Nine-year-old Phoe Lone was diagnosed with HIV at the age of two, after both his parents passed away and he became increasingly ill.  He began receiving life-saving antiretroviral therapy (ART) one year later, one of the 23,000 people living with HIV in Myanmar who receive treatment from Medicins Sans Frontieres (MSF).  Today, he is healthy.

Phoe’s story is highlighted in MSF’s new report, “Lives in the balance: The urgent need for HIV and TB treatment in Myanmar.”  The report highlights the dire situation of people infected with and affected by HIV and/or tuberculosis (TB), with a particular emphasis on multidrug-resistant tuberculosis (MDR-TB).  Each year, 15,000 – 20,000 people infected with HIV die in Myanmar due to lack of access to ART.  Although 120,000 people living with HIV are eligible for ART, only 30,000 are receiving it, with MSF providing the bulk of treatment.  In addition, there are 9,300 new cases of MDR-TB each year in Myanmar, but only an estimated 300 people are receiving treatment.  TB is leading cause of death among people infected with HIV, causing one in four deaths among HIV patients.

Success stories like Phoe’s will become increasingly rare as MSF loses the ability to expand treatment coverage thanks to diminished funding, particularly from the Global Fund to Fight AIDS, Tuberculosis and Malaria, the report authors argue.  With the cancellation of the Global Fund’s Round 11 funding cycle, there will be no new funding opportunities to expand treatment for HIV and TB until 2014. “Diseases don’t respect such delayed timelines. HIV and TB will continue to spread – unchecked – in many areas. The time to treat them is NOW,” according to the report.
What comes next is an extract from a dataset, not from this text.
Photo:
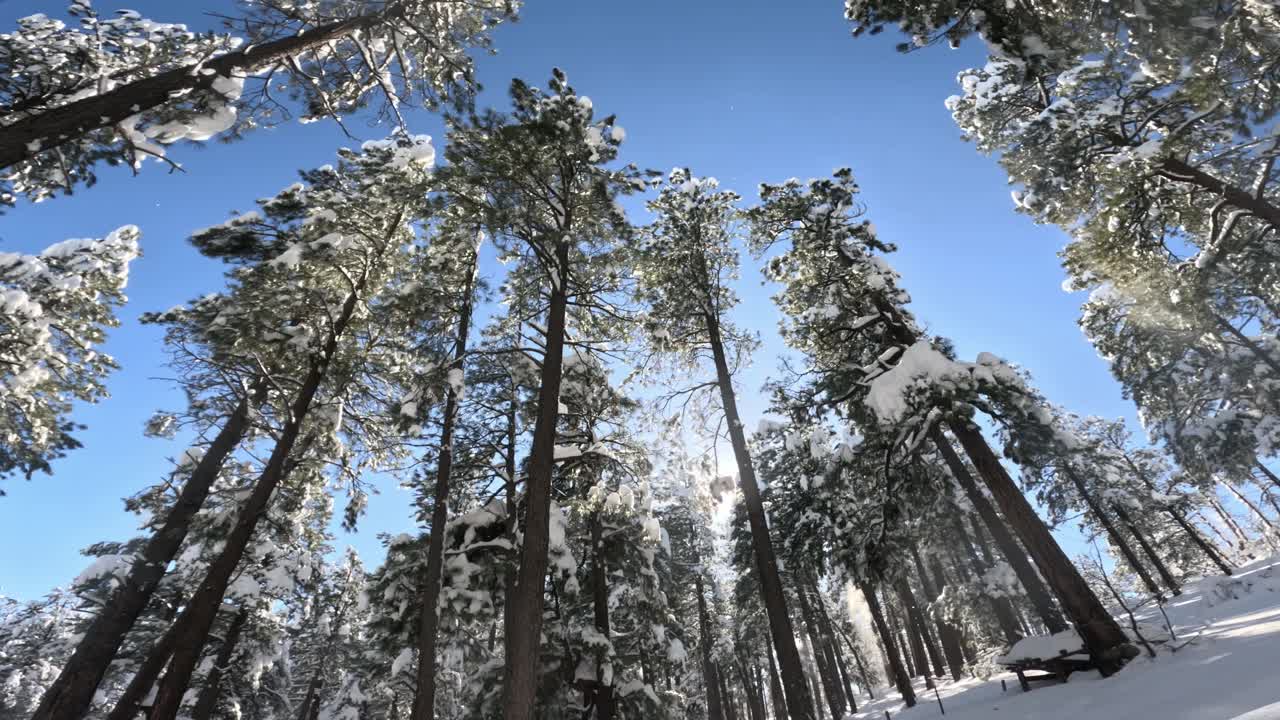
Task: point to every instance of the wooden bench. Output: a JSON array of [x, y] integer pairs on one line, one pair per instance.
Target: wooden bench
[[1059, 668]]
MSF clinics are at the limits of their capacity and have already been forced to turn away patients who show up seeking treatment.  According to World Health Organization guidelines, patients with a CD4 count of less than 350 should receive ART. In Myanmar, however, MSF enrolls a patient into ART when their CD4 count is less than 150, because they only have the resources to treat the very sick.

According to the report, this is a defining moment in the battle against HIV and TB.  “Donors have a real opportunity, and responsibility, to help build on those foundations laid to address the gap between need and access to treatment for those living with HIV and TB in Myanmar.”